I have the following snippet of code that produces the rolling mean of a vector. This performs significantly worse (on my local macos laptop, I'm seeing 100x worse performance) than some equivalent pandas code. I'm using cargo run --release to build/run my rust code.

import pandas as pd
df = pd.DataFrame({"pos": np.ones(1_000_000)})
df.pos.rolling(288*7).mean()

use std::time::Instant;
fn mean_slice(window: &[f64]) -> f64
{
let sum: f64 = window.iter().sum();
sum / (window.len() as f64)
}
pub fn main() {
let niter = 2;
let window_size = 288*7;
let pos: Vec<f64> = (0..1_000_000).map(|_| 1.0).collect();
let d0 = Instant::now();
for _ in 0..niter {
let d1 = Instant::now();
let vec: Vec<f64> = pos.windows(window_size).map(|window| mean_slice(window)).collect();
let delta_inner = Instant::now() - d1;
println!("delta_inner={:?}", delta_inner);
println!("vec.sum()={}", vec.iter().sum::<f64>());
}
let delta = Instant::now() - d0;
println!("delta={:?}, delta per loop={:?}", delta, delta / (niter as u32));
}

It may help to add -Ctarget-cpu=native to rustflags.

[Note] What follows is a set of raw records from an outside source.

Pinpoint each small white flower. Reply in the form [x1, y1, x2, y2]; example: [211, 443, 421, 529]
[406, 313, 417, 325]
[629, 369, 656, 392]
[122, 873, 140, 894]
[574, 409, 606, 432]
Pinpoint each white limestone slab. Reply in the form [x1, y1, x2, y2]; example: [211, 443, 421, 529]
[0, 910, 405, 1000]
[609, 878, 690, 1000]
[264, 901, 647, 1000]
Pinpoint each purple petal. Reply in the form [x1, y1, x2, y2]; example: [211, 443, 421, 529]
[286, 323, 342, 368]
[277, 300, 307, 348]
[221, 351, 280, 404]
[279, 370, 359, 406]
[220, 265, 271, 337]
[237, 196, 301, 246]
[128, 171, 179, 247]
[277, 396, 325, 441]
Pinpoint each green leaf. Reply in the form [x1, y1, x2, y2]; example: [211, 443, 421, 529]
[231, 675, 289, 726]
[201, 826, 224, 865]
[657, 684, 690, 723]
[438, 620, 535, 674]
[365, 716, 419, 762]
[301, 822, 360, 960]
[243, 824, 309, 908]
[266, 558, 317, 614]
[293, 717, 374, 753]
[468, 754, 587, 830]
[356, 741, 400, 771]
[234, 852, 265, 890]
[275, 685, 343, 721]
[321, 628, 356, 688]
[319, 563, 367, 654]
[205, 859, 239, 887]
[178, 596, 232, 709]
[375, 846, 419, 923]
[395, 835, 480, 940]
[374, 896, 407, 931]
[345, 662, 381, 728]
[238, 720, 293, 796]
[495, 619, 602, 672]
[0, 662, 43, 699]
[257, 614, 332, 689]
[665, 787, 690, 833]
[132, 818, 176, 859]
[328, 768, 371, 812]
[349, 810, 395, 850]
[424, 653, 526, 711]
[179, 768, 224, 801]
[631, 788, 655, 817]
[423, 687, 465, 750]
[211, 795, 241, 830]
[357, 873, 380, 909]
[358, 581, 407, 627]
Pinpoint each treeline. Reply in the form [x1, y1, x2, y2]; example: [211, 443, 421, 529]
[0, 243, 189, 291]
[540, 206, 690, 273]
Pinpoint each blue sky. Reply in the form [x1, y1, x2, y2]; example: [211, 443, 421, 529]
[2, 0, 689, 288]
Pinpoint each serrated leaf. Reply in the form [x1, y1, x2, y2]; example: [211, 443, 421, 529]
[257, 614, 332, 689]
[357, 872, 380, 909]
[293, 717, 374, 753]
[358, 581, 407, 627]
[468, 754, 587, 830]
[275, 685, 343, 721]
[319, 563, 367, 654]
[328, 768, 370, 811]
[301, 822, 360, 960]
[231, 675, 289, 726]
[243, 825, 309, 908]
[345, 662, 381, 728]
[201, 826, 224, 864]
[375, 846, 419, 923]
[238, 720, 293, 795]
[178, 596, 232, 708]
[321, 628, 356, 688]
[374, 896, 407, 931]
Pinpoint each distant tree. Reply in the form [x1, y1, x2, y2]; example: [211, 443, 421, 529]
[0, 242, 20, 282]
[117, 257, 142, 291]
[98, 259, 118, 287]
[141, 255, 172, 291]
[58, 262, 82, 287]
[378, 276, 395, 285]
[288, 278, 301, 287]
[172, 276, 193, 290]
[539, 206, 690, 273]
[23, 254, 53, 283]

Also note that println! is exceptionally slow in Rust, and probably slower than all the calculations that you're doing. So far every thread about Rust being slower than Python boiled down to println! taking 99% of the time.

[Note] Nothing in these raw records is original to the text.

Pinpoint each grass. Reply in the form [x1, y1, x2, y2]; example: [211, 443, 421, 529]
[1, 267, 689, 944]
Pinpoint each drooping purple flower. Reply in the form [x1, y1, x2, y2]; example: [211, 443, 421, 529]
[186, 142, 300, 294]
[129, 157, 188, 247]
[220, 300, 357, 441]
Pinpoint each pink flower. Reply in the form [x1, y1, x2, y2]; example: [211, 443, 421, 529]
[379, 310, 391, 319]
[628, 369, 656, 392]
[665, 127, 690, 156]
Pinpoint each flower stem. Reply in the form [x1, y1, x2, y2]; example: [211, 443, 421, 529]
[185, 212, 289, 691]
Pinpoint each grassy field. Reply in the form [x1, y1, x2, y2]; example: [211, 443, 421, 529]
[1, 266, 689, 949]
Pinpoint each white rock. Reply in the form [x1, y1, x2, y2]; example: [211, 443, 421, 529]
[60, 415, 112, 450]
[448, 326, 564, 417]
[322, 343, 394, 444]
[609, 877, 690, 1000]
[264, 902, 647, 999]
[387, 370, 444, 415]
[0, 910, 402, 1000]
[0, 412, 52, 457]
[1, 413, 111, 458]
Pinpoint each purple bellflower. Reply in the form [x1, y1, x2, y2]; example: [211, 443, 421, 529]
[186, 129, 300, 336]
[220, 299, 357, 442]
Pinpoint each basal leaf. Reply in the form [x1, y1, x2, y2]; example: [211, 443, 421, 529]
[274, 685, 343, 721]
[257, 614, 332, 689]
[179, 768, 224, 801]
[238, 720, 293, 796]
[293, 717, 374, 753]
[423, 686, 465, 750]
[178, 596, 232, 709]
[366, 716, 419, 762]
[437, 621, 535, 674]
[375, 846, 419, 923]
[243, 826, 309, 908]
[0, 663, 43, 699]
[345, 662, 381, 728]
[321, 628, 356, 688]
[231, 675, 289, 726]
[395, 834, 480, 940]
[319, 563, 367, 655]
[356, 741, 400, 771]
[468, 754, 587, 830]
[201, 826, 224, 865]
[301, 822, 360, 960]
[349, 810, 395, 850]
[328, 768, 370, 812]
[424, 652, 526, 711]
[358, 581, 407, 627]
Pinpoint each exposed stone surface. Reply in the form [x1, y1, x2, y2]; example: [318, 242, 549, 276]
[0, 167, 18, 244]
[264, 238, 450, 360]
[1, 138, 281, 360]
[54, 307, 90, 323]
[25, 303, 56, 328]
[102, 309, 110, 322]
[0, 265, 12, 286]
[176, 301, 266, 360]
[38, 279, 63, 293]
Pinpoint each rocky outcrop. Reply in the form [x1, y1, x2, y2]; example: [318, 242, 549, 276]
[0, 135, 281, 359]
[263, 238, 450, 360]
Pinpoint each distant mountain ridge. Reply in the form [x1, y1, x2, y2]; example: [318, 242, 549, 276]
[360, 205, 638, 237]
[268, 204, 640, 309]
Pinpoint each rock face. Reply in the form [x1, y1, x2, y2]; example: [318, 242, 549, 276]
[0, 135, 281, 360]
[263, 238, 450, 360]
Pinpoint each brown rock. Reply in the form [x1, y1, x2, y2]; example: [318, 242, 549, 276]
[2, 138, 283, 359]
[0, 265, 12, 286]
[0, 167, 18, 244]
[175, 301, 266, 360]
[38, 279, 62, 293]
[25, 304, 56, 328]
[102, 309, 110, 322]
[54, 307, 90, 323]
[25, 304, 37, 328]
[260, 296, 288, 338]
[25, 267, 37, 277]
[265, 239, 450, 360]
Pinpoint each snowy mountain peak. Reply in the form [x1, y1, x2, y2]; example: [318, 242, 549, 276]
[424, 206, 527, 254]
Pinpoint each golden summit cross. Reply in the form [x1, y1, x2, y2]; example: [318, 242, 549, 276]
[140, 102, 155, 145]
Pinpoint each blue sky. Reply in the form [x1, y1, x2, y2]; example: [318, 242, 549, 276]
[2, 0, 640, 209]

I think I figured out what's going on here. df.rolling(n).mean() is exceptionally fast because it is not using the same algorithm I demonstrate in my Rust snippet. The windowed mean algorithm I show is O(n*m) (where m is the size of the window) whereas the pandas implementation manages to do it closer to O(2*n).

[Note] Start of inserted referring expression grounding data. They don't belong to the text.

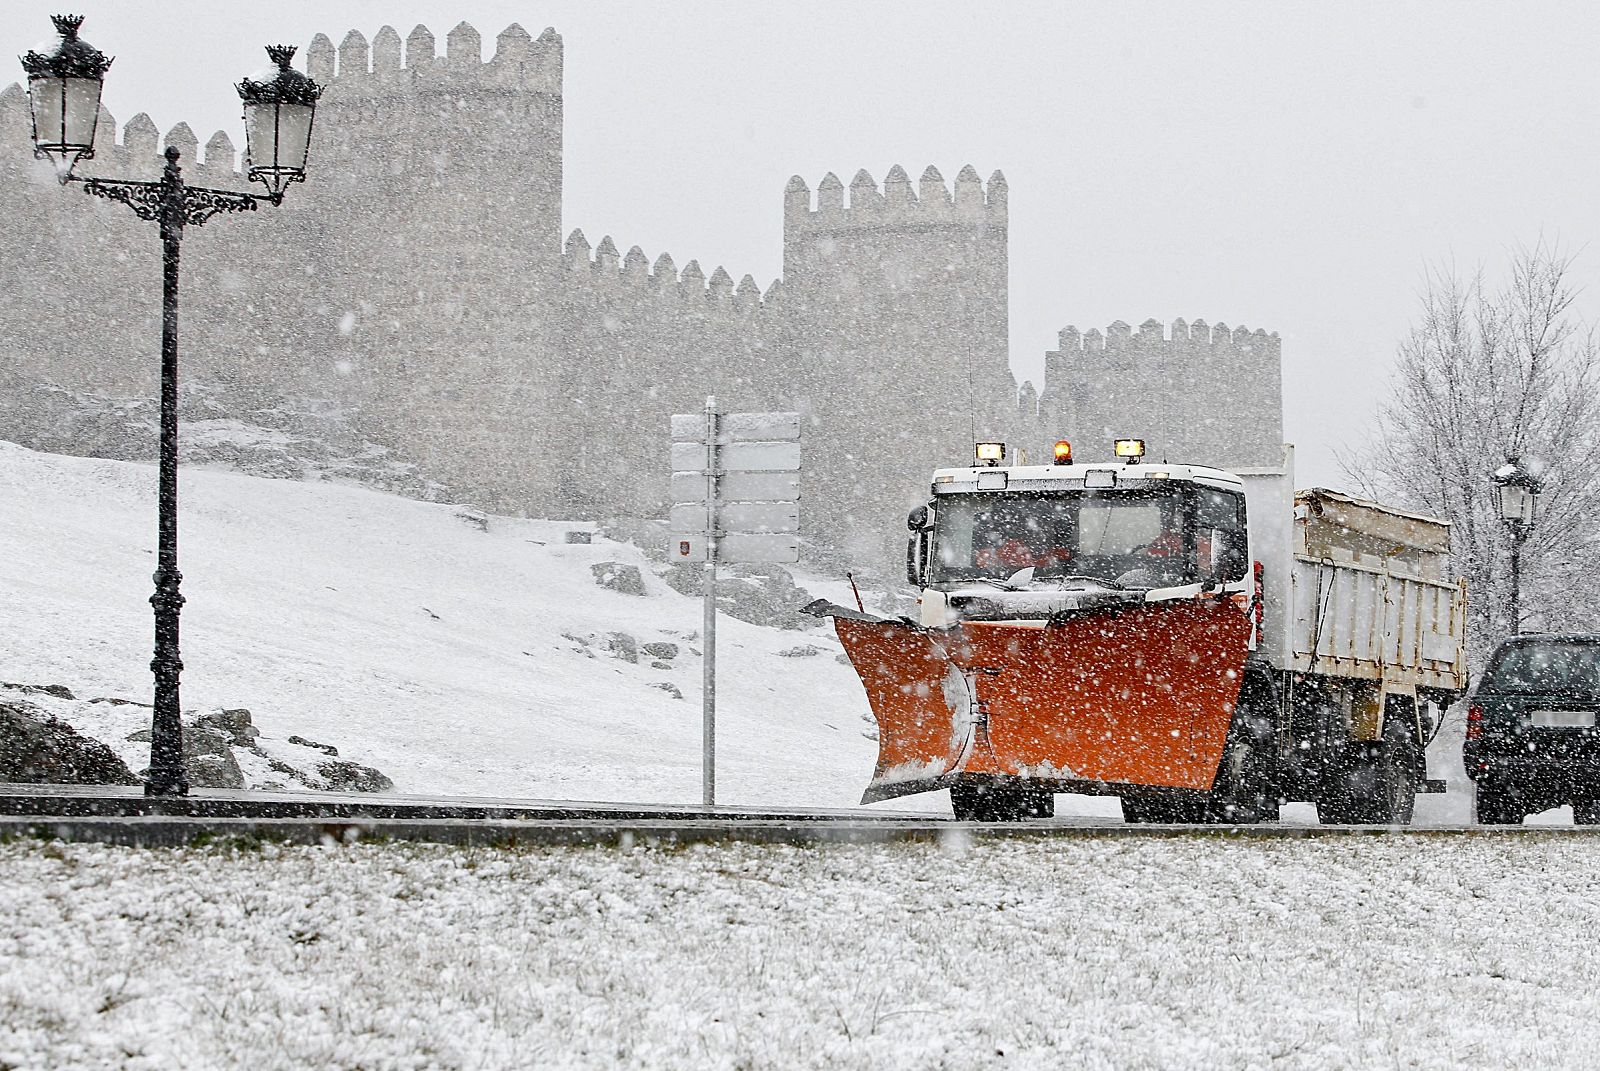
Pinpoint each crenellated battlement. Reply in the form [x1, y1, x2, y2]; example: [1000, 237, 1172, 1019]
[1052, 318, 1280, 353]
[784, 163, 1006, 233]
[306, 22, 562, 96]
[562, 229, 780, 312]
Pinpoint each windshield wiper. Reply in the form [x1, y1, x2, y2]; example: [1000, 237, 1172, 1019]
[1036, 573, 1128, 591]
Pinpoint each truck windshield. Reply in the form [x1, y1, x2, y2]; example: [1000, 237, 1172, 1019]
[930, 486, 1194, 587]
[1481, 641, 1600, 697]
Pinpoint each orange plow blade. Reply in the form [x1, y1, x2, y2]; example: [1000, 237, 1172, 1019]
[831, 600, 1251, 803]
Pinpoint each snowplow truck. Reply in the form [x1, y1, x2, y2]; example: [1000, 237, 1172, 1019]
[806, 439, 1468, 823]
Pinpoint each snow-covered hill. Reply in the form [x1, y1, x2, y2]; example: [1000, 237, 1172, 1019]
[0, 440, 927, 809]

I implemented a rolling mean similar to the one used in pandas. Out of the box, this is already 4 times fast than the pandas implementation. In principle I would turn this into an Iterator, but for now we're just returning a Vec (I'm definitely open to input on how to improve this!):

use std::iter::Sum;
fn mean_slice<'a, T>(window: &'a [T]) -> Option<T>
where T: num::Float + Sum<&'a T>
{
let sum: T = window.iter().sum();
num::cast::<usize, T>(window.len()).map(|len| sum / len)
}
fn mean_rolling<'a, T>(arr: &'a [T], window_size: usize) -> Vec<T>
where T: num::Float + Sum<&'a T>
{
let window_size_T: T = num::cast::<usize, T>(window_size).unwrap();
let mut mean_prev_opt: Option<(T, T)> = None;
let mut res: Vec<T> = Vec::with_capacity(arr.len() - window_size + 1);
for window
in arr.windows(window_size).into_iter() {
let mean = match mean_prev_opt {
None => {
mean_slice(window).unwrap()
},
Some((prev_mean, prev)) => {
let next = window.last().unwrap();
let mean = prev_mean + (*next - prev) / window_size_T;
mean
}
};
let prev = window.first().unwrap();
res.push(mean);
mean_prev_opt = Some((mean, *prev))
}
res
}
fn main() {
let z_score_window_size = 288*7;
let pos: Vec<f64> = (0..1_000_000).map(|_| 1.0).collect();
let res: Vec<f64> = mean_rolling(pos.as_slice(), z_score_window_size);
}

You don't need the into_iter() in the for loop, and you should remove the Option around the previous value by special-casing the first iteration instead of checking if it's the first iteration upon every iteration. That will likely increase optimizability a bit.

If you don't want a full iterator (as it's more complex to write), you can spare allocations by writing to a mutable slice instead of pushing to a vector. This should be easy enough to implement.

Note that the faster algorithm may drift away from the true value over time as floating-point arithmetic isn't commutative: a + x - a doesn't necessarily equal x.

It's always cool to hear how someone read through the source code for something, realised their initial assumptions about it were wrong, and then could understand the algorithm so well they were able to reimplement it themselves.